Hamilton conducted the research with Brent E. Hendrixson of Millsaps College and Jason E. Bond, also of Auburn. Their findings were published Thursday in the journal ZooKeys
said the research "rewrites scientific understanding" of Aphonopelma, an understudied genus of harmless North American tarantula. In addition to identifying Johnny Cash and 13 new species, the team reclassified 40 old names, suspending some and combining others, leaving 29 species in the United States -- down from 55 when the team started.
"The real surprise is just how much novel diversity we found in the United States, a place that most of the public would probably think has been surveyed really well," said Hamilton, who was with Auburn University Museum of Natural History in Alabama during the research.
Tarantulas are notorious for having morphological characteristics that stymie efforts to define species, Hamilton said.
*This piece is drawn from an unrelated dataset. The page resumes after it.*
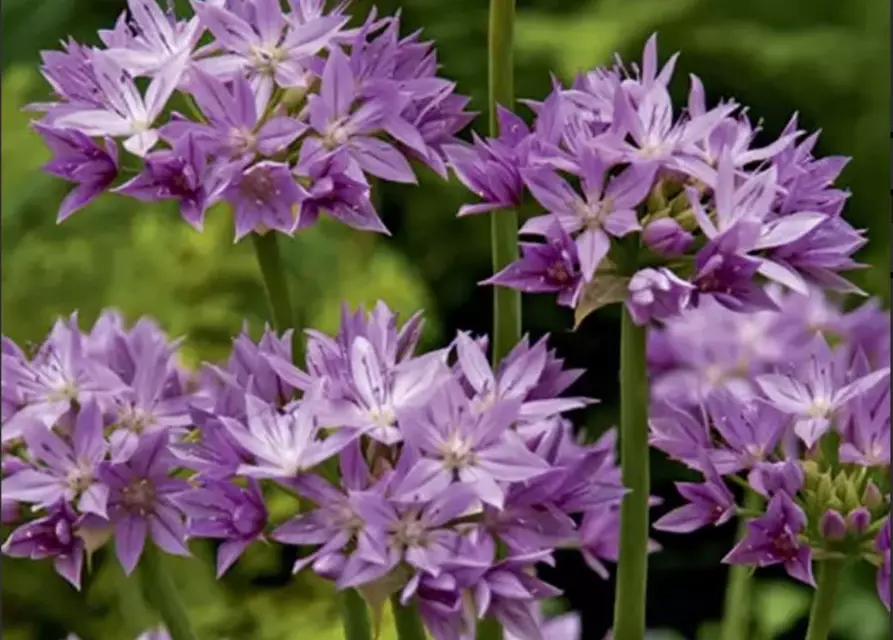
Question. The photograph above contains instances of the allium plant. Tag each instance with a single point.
(764, 402)
(439, 480)
(282, 114)
(434, 479)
The team collected specimens though fieldwork and a "citizen science" program
to which the public could contribute. Researchers used genomics, a branch of molecular biology concerned with the structure, function, evolution and mapping of genomes, to examine species boundaries within the group.
Aphonopelma johnnycashi was thought to be part of another species found in the foothills along the western Sierra Nevadas, Hamilton said. A closer look across the distribution at their structure, DNA and ecological variables indicated some specimens were unique and warranted being a separate species due to their evolutionary trajectory, Hamilton said.
"Species underlie pretty much everything we do in biology, so it's very important for researchers to have a solid understanding of the species we are using in our research," Hamilton said.
While naming a new species after a famous person makes for good headlines, most species are named for unique characteristics or provenance. Another newly discovered species, the Aphonopelma xwalxwal, can be found in the area where Cahuilla Native Americans are from, and the word "xwalxwal" means "spider" in their language, said Hamilton, a member of the Chickasaw Nation in Oklahoma. Another, Aphonopelma madera, was named for mountain ranges in the "sky islands" region of Arizona.
None of the species are in immediate danger of going extinct, Hamilton said. But many live in habitats where climate, human expansion and habitat degradation are likely to be a major influence on their future.